Relay Goes Offline or Is Discontinued
Public relays are run by volunteers. A relay may stop working without notice. When this happens, your instance stops receiving posts from that relay but continues to operate normally. Check the Relays section of your server settings periodically. If a relay shows a status of Disabled or Failed, remove it and add a different relay from relay.list. You can subscribe to multiple relays at once to reduce the impact of any single relay going offline.
Relay Subscription vs Manual Following: Key Differences
| Item | Relay Subscription | Manual Following |
|---|---|---|
| Content source | All member instances of the relay | Only accounts you follow and their interactions |
| Setup time | Minutes | Hours or days of curation |
| Server load | Moderate to high depending on relay size | Low |
| Content control | Low, unless you block domains | High, you choose every account |
| Best for | Bootstrapping a new instance | Ongoing daily use after instance is established |
After your instance has been running for a few weeks, you may want to reduce or remove the relay subscription.
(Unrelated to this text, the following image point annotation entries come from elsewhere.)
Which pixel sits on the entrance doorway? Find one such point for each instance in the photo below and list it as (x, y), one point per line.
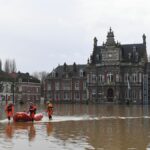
(110, 95)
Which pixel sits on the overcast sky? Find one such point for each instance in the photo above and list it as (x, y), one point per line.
(40, 34)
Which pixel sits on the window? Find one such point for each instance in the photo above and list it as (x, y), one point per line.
(81, 73)
(93, 78)
(117, 77)
(140, 77)
(134, 77)
(77, 95)
(100, 78)
(56, 85)
(66, 85)
(49, 86)
(109, 77)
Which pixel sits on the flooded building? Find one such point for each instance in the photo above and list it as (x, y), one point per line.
(19, 87)
(114, 73)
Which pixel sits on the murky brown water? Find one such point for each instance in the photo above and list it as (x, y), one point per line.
(79, 127)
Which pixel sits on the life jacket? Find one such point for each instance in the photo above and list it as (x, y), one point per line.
(32, 109)
(49, 107)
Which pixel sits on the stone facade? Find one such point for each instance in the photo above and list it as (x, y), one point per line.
(114, 73)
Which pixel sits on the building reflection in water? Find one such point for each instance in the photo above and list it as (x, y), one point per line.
(9, 131)
(31, 132)
(12, 128)
(49, 128)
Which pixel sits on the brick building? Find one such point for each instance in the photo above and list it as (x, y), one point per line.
(114, 73)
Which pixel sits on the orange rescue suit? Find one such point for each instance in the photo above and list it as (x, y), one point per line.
(50, 110)
(9, 109)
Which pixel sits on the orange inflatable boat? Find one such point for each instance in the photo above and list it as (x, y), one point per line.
(24, 117)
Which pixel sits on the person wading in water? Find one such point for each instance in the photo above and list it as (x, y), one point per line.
(49, 110)
(9, 109)
(32, 111)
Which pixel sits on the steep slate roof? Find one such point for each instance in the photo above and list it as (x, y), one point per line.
(5, 77)
(128, 48)
(26, 78)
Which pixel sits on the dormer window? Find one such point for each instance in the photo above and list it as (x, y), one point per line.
(97, 57)
(81, 73)
(129, 55)
(136, 57)
(53, 74)
(134, 48)
(20, 80)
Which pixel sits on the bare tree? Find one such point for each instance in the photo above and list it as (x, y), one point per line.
(6, 66)
(40, 75)
(0, 65)
(10, 66)
(148, 58)
(14, 69)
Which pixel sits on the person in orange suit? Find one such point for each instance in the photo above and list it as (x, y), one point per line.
(9, 110)
(49, 110)
(32, 111)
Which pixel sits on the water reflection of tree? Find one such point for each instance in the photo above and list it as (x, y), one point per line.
(31, 132)
(49, 128)
(9, 130)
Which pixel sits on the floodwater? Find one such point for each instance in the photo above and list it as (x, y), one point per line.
(80, 127)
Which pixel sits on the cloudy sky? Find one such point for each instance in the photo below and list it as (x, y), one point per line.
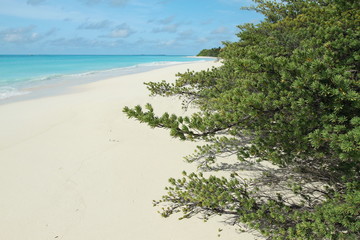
(119, 26)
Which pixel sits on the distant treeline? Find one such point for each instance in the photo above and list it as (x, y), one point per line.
(213, 52)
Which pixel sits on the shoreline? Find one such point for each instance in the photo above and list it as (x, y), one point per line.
(63, 83)
(74, 167)
(26, 86)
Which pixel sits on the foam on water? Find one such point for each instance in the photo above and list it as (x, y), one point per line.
(20, 75)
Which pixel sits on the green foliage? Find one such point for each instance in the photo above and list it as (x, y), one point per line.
(213, 52)
(288, 93)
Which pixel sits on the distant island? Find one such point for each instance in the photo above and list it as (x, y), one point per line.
(213, 52)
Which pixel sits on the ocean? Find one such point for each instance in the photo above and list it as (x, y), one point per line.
(23, 74)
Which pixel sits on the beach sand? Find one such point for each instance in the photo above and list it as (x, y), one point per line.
(72, 166)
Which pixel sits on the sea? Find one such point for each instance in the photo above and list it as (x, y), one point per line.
(24, 74)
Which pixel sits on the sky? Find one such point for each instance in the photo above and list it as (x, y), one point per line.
(173, 27)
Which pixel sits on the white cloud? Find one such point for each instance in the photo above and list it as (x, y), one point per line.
(167, 20)
(171, 28)
(35, 2)
(116, 3)
(95, 25)
(23, 35)
(121, 31)
(220, 30)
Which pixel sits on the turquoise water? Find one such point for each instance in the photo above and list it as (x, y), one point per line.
(20, 74)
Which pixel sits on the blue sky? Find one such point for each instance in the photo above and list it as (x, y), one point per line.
(119, 26)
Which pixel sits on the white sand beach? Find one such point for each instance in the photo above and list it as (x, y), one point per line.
(72, 166)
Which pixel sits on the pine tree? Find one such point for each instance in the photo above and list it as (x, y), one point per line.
(288, 93)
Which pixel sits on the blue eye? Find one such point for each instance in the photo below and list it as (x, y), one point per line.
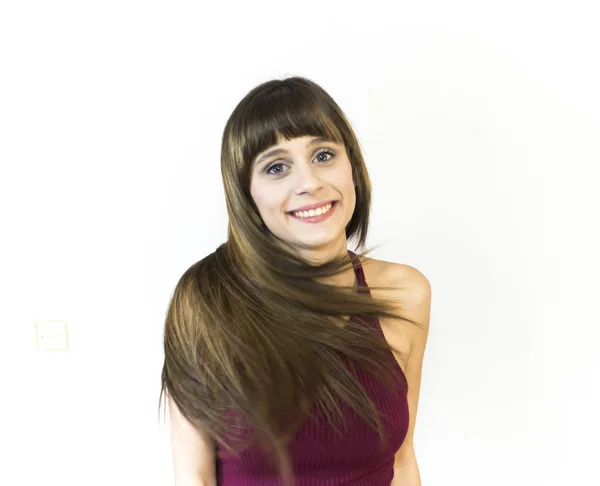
(269, 170)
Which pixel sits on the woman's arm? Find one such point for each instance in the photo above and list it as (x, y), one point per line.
(193, 453)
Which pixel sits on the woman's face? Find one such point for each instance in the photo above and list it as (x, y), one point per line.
(305, 171)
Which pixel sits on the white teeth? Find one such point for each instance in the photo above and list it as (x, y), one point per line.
(313, 212)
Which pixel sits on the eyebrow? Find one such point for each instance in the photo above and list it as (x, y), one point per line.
(270, 153)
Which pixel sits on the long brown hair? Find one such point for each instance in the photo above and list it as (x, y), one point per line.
(248, 328)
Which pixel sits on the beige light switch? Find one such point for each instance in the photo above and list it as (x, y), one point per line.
(51, 335)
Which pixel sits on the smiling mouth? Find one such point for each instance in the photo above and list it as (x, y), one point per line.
(314, 213)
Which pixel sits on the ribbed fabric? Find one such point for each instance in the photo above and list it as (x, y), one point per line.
(320, 456)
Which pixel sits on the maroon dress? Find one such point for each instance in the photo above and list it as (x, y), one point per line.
(320, 456)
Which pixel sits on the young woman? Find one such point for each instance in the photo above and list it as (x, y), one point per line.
(282, 365)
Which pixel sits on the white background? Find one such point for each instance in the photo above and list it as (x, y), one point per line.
(479, 123)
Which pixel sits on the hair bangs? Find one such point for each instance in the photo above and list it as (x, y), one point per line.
(286, 114)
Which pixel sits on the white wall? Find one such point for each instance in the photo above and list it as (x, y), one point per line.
(480, 129)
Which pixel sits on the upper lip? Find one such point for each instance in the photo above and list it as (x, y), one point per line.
(313, 206)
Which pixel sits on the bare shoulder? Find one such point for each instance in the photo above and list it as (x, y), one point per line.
(411, 288)
(412, 292)
(410, 281)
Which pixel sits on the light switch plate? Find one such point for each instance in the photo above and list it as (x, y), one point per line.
(51, 335)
The relay’s broad feed can become noise once you have built a curated set of follows. To remove a relay, go to Administration > Server Settings > Relays, find the relay entry, and click the Delete button. Your instance retains all posts it already received, but it stops receiving new posts from that relay.
Using a Mastodon relay is the fastest method to bring your single-user instance to life. Subscribe to one small relay first, verify the federated timeline is populated, and then add a second relay if needed. For ongoing control over your content stream, consider removing the relay after you have followed enough accounts manually. The relay list at relay.list is updated regularly, so bookmark it for future reference.